Justice des mineurs, de la prison aux voiles écarlates
Par Michel Huyette
Il est des moments où les informations reçues se télescopent de façon troublante.
Alors que le ministère de la justice annonce à la fois une nouvelle loi pour que soient appliquées aux mineurs les prochaines peines-plancher et que certains d'entre eux ne bénéficient plus de l'excuse de minorité, par ailleurs indique que de nouveaux centres fermés vont être prochainement créés, la télévision vient de diffuser, dans le cadre du magazine Thalassa, un reportage sur l'association "Voiles écarlates", dirigée par un capitaine de gendarmerie, et qui s'est donnée pour mission d'aider de grands adolescents délinquants à modifier positivement leur trajectoire.
D'un côté on propose uniquement une répression toujours plus sévère en mettant en avant que cela va réduire les comportements déviants des jeunes désocialisés, de l'autre on tente autant que possible d'offrir aux même mineurs une passerelle vers un avenir plus positif et de leur éviter une incarcération conduisant trop souvent à la récidive et à une plus grande marginalisation encore, ceci à travers des activités, de l'accompagnement, et du soutien valorisant.

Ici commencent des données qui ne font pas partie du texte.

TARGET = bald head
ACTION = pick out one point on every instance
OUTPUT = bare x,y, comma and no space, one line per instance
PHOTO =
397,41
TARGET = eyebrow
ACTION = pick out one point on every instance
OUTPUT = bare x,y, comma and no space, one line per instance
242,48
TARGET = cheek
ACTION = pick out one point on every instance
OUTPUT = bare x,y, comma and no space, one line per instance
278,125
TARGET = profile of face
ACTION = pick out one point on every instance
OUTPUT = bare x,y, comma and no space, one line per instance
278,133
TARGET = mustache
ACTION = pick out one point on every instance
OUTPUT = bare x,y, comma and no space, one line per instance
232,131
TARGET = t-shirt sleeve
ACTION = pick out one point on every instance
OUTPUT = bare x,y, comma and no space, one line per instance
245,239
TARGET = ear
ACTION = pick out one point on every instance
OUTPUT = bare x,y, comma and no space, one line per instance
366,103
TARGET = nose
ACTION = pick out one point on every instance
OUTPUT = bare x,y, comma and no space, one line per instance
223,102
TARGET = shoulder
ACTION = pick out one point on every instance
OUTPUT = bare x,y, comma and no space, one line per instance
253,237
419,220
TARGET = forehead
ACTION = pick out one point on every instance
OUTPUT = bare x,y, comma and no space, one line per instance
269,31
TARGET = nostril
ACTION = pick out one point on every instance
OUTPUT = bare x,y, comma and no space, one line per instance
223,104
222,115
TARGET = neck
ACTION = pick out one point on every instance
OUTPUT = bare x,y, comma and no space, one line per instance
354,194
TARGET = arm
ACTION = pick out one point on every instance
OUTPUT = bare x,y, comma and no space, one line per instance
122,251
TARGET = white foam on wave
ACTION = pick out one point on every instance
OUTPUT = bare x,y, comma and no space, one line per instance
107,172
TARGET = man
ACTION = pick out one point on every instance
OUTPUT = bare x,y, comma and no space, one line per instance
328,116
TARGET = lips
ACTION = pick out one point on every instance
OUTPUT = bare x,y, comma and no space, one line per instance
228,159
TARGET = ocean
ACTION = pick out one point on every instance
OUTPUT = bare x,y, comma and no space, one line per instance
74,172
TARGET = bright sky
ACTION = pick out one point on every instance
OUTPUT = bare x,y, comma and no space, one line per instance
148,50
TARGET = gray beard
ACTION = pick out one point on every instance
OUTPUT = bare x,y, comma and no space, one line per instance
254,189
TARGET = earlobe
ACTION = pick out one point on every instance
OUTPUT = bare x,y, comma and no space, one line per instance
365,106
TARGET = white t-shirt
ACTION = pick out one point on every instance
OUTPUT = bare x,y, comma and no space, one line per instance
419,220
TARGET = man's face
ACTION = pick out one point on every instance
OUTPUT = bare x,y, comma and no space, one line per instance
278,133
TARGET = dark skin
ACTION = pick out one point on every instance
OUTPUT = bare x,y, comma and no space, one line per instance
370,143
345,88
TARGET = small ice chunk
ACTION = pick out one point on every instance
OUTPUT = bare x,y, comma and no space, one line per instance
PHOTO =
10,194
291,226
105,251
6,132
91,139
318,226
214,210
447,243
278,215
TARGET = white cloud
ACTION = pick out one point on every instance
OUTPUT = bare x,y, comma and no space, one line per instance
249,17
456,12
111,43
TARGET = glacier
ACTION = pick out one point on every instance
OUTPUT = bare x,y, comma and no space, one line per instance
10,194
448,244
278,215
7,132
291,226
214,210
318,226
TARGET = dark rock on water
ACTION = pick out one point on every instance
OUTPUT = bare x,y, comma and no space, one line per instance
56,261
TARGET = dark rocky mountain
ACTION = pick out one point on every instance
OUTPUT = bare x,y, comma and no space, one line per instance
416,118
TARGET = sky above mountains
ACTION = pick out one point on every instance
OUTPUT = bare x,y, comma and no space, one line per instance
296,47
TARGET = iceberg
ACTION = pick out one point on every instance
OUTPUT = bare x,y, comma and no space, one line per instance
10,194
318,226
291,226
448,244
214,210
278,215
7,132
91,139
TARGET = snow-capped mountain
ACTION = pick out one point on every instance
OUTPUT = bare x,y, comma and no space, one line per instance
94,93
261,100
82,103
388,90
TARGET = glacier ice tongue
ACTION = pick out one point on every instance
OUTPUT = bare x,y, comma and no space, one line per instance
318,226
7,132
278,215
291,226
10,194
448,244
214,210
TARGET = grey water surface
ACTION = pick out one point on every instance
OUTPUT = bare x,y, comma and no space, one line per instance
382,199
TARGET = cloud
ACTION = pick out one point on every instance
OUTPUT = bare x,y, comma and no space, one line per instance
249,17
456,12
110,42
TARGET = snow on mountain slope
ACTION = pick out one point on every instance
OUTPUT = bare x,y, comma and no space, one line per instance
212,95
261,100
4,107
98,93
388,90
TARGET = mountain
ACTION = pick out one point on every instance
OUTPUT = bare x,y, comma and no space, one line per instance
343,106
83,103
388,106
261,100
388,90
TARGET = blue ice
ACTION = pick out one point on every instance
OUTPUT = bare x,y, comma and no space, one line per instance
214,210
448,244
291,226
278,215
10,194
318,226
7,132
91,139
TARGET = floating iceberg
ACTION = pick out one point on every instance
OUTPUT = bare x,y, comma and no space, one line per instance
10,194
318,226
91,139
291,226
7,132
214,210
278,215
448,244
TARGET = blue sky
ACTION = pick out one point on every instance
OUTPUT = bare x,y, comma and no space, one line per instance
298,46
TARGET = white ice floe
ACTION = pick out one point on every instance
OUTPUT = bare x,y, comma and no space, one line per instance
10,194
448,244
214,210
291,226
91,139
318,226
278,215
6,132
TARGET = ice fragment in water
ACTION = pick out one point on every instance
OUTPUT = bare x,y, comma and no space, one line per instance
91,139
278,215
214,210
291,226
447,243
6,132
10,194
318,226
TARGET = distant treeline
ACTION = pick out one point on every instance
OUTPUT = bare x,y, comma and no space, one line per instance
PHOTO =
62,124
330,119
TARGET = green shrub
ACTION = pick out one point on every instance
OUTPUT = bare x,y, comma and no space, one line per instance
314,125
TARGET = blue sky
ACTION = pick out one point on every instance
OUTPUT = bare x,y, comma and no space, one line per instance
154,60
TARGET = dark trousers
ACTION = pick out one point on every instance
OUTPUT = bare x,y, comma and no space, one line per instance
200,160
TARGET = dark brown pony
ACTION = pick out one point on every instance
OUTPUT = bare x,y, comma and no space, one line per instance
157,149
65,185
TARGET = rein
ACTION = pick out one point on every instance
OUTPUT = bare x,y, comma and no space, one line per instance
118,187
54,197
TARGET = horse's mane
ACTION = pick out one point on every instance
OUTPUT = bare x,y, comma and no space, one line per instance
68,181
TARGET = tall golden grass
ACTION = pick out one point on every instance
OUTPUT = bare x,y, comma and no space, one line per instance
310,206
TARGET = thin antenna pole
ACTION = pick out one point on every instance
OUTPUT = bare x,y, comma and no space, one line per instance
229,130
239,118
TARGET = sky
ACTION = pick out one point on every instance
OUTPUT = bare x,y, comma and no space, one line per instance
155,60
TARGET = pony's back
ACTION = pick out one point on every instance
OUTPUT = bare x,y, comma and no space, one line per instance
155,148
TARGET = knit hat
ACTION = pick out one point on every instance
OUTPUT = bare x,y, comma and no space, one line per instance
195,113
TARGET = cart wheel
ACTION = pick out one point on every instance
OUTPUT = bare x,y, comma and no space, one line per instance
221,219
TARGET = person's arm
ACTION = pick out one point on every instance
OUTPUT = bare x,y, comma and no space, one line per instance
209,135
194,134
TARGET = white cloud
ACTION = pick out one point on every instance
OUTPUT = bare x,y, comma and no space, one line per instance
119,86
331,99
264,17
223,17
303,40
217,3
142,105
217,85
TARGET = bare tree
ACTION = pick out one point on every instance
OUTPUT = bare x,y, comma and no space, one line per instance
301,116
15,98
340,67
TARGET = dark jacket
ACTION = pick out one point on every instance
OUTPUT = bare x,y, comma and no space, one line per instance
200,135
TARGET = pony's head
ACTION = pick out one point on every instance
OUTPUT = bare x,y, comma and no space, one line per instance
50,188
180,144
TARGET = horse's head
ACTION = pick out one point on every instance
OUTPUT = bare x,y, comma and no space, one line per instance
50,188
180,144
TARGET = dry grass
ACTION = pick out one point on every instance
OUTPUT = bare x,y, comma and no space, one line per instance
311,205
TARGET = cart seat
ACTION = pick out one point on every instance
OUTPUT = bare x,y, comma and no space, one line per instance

A la fin du séjour dans l'association, séjour constitué notamment de voyages en voilier et de travaux d'utilité publique, l'un des adolescents accueillis, et décrit comme le plus instable et le plus rebelle, est resté quelques instants dans la cabine du bateau et s'est enregistré, seul, au magnétoscope de bord. Il voulait laisser un message au capitaine. Il lui a seulement dit, visiblement ému, qu'il avait constaté que cet homme avait du cœur, et il lui a demandé de ne pas l'oublier trop vite.
Il est vrai que le capitaine avait dit sur les berges d'un fleuve, à ce jeune marginal : "moi aussi je serais heureux de te revoir".
Et voici, l'espace d'un instant, ce presque majeur redécouvrant l'importance d'une relation avec l'adulte dans les deux sens bienveillante, confiante, et quoi qu'il arrive affectueuse.
Cela était d'autant plus surprenant qu'au début du séjour ce même jeune parlait d'étrangler les éducateurs, et qu'il avait été confié à cette association parce qu'il se marginalisait et s'opposait parfois avec violence à toute forme d'autorité.
Les professionnels de la justice des mineurs n'ont pas vraiment été surpris. Car ce reportage, même réducteur, nous a présenté une réalité que chacun connaît : sauf exception rare, il reste toujours possible de faire évoluer favorablement des mineurs en rupture et qui ont commis des actes de délinquance, à condition d'une part de modifier le regard que l'on pose sur eux, de leur faire comprendre que l'on est persuadé qu'ils peuvent faire autrement et mieux, et d'autre part de se donner les moyens humains et financiers pour leur proposer des temps de vie pouvant leur donner au final une autre image d'eux-mêmes les conduisant ensuite à autre relation avec les adultes, mêmes ceux chargés de les contrôler et de les sanctionner.
Combien de fois faudra-t-il le répéter encore : oui il faut sanctionner les mineurs dès les premiers actes de délinquance, oui il ne faut jamais leur permettre de penser que leur minorité les protège contre les sanctions, oui la réponse doit être pénible pour être efficace. Mais il est à court, moyen et long terme bien plus intéressant pour la société, secondairement pour les mineurs concernés, que des professionnels de l'éducation interviennent au plus tôt pour modifier la trajectoire de ces jeunes dès les premiers dérapages, plutôt que de les laisser s'enfoncer dans la marginalité si souvent aggravée par un emprisonnement aux effets dévastateurs.
En fin de reportage, il a été dit que ce capitaine aurait souhaité pouvoir consacrer plus de temps à son activité éducative, mais que cela lui est refusé. S'il n'a pas fait de commentaires à ce sujet, son regard en disait long sur son regret de ne pas pouvoir, dans le cadre de son association, recevoir plus de jeunes et plus souvent.
Mais même si on le sentait amer, ce regard conservait une sorte de douceur que rien ne venait détourner.